Basically, Mzee Rashidi is a kind, hard-working man with a sweet disposition an incredibly generous spirit. I am so glad I get to work with him and get to know him better over these next few months!

Snazzy Suits!

Date: 9/10/15

Kijungumoto partners are now the proud owners of three new beekeeping suits! They arrived right before the final harvest day of the season, giving us a great opportunity to test them out right away. I was with Mama Eliza and Kidura when the suits arrived, and they were absolutely ecstatic. They tried them on right away in Mama Eliza’s living room, make they both knew how to properly wear them so they can show the other partners. These are full beekeeping suits, complete with long pants, a jacket, and a protective headpiece (new gloves were purchased separately).

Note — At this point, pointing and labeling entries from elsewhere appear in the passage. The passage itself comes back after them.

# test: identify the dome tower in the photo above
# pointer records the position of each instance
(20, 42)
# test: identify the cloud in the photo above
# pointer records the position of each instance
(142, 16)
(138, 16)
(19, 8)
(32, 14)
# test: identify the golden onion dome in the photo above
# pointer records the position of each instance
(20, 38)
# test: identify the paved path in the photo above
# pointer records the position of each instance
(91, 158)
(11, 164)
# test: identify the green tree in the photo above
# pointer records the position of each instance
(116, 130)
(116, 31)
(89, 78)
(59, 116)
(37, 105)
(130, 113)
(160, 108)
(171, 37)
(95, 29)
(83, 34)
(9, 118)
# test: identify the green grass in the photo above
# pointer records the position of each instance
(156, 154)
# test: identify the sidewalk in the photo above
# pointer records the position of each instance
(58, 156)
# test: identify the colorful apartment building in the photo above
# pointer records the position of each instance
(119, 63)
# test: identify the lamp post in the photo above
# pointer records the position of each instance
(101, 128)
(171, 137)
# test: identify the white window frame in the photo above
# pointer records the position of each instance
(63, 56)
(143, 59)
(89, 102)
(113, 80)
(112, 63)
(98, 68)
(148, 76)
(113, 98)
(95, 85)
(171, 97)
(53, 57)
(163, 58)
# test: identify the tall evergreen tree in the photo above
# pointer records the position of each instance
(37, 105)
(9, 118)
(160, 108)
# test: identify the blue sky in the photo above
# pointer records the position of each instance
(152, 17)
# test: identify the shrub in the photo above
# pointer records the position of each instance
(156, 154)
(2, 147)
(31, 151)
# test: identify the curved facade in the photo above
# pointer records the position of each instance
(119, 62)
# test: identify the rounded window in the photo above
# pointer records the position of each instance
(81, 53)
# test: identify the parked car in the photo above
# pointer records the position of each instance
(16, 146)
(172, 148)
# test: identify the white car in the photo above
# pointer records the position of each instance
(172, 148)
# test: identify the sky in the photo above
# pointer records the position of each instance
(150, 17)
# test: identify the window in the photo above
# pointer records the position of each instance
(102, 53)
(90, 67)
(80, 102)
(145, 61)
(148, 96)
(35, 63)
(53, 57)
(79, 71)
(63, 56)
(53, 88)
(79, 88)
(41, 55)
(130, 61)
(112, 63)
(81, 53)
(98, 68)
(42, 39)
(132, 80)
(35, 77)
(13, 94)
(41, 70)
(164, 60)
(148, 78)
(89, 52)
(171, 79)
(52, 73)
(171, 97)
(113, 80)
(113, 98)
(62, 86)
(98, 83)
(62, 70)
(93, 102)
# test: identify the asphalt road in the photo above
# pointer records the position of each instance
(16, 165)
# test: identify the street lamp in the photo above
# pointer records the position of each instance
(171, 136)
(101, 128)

Prior to the arrival of the suits, our partners have been harvesting honey with nothing to protect themselves save some plastic gloves. Additionally, these gloves were very thick and did not provide much mobility, so using them whilst harvesting was incredibly difficult. As you can imagine, there have been many painful stings at each harvest session, including some on a person’s neck and lips! Fortunately, no one has had an allergic reaction. These new suits plus supple new gloves will make harvesting so much safer and easier. As I mentioned earlier, we were able to put the suits in action on the final day of harvesting; no one suffered a single sting.

Mama Eliza and Kidura making sure everything fits! (And it does!)

Mama Eliza and Kidura making sure everything fits! (And it does!)